La tête de DD pivota.
— Je viens de détecter un signal ultrasonique du spécex.
— Il y a quelque chose…
Même tout au fond des galeries de l’antique cité, ils entendirent des sifflements et des cliquetis, des chocs massifs, des détonations d’armes à feu.
— Ce sont les FTD ? lança Nikko depuis sa cellule. Ça veut dire qu’on vient nous secourir ?
— Je doute que les Terreux se bougent les fesses pour quoi que ce soit de ce genre, répliqua Tasia. Peut-être les Vagabonds, qui se sont fatigués de nous attendre.
Le visage de Margaret montrait à présent une inquiétude réelle.
— Non, ce n’est pas une armée humaine. Je pense que nous sommes attaqués par une autre sous-ruche.
— Vous voulez dire d’autres Klikiss ? dit Robb. Qui nous attaquent ?
— Pas nous : le spécex. Les sous-ruches ont commencé à marquer leur territoire et à se détruire les unes les autres. Maintenant, nous allons voir si la ruche de Llaro a acquis assez de connaissances pour garantir sa victoire sur ses rivales.
— Ne comptez pas que j’applaudisse des deux mains, dit Tasia.
Des Klikiss couraient dans les couloirs sans prêter aucune attention aux prisonniers. Margaret et DD s’écartèrent de leur chemin. Une explosion fissura le plafond de la cellule d’Orli, et un voile de poussière saupoudra ses cheveux. Plusieurs hybrides humanoïdes les dépassèrent d’un pas gauche, suivis par un accouplant. Un nouveau. Lui aussi présentait une esquisse de traits humains.
Quand les créatures eurent disparu, Davlin profita du tumulte pour se jeter avec violence contre les barreaux.
— Voilà notre chance… la vôtre aussi, Margaret ! Pendant qu’ils combattront les autres insectes, ils n’auront cure d’une poignée d’humains. Nous pouvons franchir leurs lignes.
D’un coup, il heurta le barrage, et plusieurs barreaux de résine se décollèrent du mur de pierre.
— Il a raison, dit Margaret en se pressant pour l’aider. Oui, je peux partir, moi aussi. Je peux… être libre.
DD trotta jusqu’à la cellule d’Orli, empoigna l’un des barreaux, se tendit, et le rompit.
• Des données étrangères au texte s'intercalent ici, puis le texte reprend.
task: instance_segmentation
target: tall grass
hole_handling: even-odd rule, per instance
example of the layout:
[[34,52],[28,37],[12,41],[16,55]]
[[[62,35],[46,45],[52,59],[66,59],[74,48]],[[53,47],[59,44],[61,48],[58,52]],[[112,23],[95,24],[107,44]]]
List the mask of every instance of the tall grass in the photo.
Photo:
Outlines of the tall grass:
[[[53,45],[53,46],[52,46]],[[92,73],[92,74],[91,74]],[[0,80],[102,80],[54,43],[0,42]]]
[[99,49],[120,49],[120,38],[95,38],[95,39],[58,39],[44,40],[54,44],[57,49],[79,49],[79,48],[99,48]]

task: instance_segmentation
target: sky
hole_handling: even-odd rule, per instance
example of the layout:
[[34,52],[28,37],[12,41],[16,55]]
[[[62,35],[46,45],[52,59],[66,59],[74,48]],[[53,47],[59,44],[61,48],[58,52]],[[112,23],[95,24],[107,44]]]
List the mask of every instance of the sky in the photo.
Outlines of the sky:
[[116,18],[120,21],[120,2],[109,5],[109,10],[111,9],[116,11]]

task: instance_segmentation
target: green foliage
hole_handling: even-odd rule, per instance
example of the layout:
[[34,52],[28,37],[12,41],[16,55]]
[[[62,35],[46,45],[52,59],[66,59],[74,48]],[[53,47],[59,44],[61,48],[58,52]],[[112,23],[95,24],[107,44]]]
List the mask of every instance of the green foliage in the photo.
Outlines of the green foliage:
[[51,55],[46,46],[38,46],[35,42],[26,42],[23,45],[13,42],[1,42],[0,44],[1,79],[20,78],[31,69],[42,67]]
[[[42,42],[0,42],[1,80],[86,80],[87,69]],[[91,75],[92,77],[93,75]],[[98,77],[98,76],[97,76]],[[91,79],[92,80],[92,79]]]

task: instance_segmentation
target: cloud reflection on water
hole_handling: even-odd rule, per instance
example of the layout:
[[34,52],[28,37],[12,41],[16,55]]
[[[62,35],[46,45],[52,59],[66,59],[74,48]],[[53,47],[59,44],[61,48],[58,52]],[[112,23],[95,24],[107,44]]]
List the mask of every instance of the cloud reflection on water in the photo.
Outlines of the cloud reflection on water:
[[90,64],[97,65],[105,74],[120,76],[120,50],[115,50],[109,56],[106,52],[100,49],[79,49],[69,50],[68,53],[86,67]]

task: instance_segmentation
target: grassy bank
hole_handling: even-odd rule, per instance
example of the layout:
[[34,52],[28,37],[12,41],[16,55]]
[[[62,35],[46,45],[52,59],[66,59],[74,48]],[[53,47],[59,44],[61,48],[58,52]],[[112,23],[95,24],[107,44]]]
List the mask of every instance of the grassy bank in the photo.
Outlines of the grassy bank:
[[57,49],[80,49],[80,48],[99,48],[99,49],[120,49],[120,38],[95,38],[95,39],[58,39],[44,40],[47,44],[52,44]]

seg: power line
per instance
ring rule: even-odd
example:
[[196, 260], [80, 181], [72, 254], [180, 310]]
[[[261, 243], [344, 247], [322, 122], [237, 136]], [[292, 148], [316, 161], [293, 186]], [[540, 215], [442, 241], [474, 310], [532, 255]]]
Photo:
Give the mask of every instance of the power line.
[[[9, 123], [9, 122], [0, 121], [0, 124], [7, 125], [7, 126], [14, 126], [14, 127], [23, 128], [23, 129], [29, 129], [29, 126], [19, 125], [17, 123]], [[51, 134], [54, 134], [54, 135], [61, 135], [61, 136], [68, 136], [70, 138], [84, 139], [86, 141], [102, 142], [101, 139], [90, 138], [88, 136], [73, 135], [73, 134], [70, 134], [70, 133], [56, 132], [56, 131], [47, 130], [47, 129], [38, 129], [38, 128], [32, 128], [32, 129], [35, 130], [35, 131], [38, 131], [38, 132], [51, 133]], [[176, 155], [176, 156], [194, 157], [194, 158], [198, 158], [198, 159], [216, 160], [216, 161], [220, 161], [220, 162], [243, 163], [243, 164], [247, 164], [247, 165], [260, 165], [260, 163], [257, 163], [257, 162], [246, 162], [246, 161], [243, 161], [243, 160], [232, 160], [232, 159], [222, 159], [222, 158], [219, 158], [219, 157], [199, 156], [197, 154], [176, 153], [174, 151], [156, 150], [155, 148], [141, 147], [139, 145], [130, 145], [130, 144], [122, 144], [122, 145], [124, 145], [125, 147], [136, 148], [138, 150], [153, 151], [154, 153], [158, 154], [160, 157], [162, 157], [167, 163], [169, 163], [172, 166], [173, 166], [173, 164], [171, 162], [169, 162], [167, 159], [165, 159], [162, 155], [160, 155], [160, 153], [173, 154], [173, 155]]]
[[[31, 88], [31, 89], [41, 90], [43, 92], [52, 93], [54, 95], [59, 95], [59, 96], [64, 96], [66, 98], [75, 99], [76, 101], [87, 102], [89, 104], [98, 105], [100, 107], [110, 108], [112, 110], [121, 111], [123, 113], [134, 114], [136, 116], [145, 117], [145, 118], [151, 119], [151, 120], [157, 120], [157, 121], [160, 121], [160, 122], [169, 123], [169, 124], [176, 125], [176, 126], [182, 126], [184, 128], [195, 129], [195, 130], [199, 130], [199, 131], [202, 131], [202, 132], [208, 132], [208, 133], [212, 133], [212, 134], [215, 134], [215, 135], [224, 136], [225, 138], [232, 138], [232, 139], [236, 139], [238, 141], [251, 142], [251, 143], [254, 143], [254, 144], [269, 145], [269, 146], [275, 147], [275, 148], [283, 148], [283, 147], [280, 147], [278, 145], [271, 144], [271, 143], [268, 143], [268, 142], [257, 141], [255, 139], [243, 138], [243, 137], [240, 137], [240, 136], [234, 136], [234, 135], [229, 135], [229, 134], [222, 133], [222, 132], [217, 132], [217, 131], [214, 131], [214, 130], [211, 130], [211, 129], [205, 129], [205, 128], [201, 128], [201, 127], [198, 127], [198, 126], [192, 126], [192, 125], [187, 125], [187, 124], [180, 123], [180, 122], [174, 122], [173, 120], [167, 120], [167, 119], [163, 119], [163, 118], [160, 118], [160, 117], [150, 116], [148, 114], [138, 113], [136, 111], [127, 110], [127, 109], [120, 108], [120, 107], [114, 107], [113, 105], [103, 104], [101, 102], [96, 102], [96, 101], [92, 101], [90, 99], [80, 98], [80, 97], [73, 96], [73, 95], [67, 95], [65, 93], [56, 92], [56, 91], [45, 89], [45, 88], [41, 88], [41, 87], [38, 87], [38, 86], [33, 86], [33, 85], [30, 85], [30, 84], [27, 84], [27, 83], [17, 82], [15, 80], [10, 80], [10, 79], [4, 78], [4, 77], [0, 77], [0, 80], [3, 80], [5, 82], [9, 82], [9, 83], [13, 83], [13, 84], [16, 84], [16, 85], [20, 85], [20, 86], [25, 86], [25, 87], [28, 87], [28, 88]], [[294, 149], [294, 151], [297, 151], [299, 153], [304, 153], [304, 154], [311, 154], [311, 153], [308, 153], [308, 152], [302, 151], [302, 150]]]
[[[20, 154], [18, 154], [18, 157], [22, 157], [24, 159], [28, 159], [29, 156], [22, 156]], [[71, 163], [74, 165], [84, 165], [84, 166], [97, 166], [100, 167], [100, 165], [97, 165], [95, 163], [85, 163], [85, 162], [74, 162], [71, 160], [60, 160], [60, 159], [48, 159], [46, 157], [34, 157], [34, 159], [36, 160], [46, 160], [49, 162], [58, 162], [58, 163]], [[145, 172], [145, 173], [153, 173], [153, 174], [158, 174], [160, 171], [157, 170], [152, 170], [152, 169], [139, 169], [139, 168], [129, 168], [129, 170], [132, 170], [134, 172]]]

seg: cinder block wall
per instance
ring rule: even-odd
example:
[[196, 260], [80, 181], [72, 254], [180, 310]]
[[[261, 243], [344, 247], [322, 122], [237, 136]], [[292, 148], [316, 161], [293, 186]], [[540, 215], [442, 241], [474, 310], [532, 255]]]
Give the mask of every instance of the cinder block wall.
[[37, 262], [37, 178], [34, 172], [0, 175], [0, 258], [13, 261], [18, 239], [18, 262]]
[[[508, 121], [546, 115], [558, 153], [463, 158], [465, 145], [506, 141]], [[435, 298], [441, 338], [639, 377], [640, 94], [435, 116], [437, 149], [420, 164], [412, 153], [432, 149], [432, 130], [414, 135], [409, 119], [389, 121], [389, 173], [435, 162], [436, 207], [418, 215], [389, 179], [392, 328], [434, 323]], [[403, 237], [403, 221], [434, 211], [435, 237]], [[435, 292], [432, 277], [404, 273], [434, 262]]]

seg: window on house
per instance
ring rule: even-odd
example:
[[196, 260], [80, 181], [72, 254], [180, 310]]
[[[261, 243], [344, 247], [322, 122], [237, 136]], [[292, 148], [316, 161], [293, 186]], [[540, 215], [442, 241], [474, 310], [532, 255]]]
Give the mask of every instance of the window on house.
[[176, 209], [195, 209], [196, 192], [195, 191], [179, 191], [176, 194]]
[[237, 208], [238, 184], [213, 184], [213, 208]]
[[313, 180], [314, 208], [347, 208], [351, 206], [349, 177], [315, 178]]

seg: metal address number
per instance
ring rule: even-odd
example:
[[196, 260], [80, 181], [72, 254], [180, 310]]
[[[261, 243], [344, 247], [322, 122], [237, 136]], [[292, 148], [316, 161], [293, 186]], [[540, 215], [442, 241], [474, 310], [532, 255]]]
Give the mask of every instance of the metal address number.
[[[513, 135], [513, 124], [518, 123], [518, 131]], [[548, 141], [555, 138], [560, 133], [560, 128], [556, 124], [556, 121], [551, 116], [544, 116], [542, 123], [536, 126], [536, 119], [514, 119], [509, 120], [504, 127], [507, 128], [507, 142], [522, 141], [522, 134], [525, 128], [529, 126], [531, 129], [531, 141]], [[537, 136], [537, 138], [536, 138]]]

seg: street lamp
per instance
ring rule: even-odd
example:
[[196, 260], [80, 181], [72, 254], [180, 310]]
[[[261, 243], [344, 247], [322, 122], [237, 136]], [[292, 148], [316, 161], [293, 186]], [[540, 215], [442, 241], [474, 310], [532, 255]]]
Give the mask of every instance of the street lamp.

La fillette se tortilla à travers les barreaux collants tandis que l’Amical allait à l’autre cellule pour détacher d’autres barreaux ; suffisamment pour que les quatre prisonniers soient libérés.
Tandis que les Klikiss combattaient d’autres Klikiss, le petit groupe quitta sa prison et se mit à courir.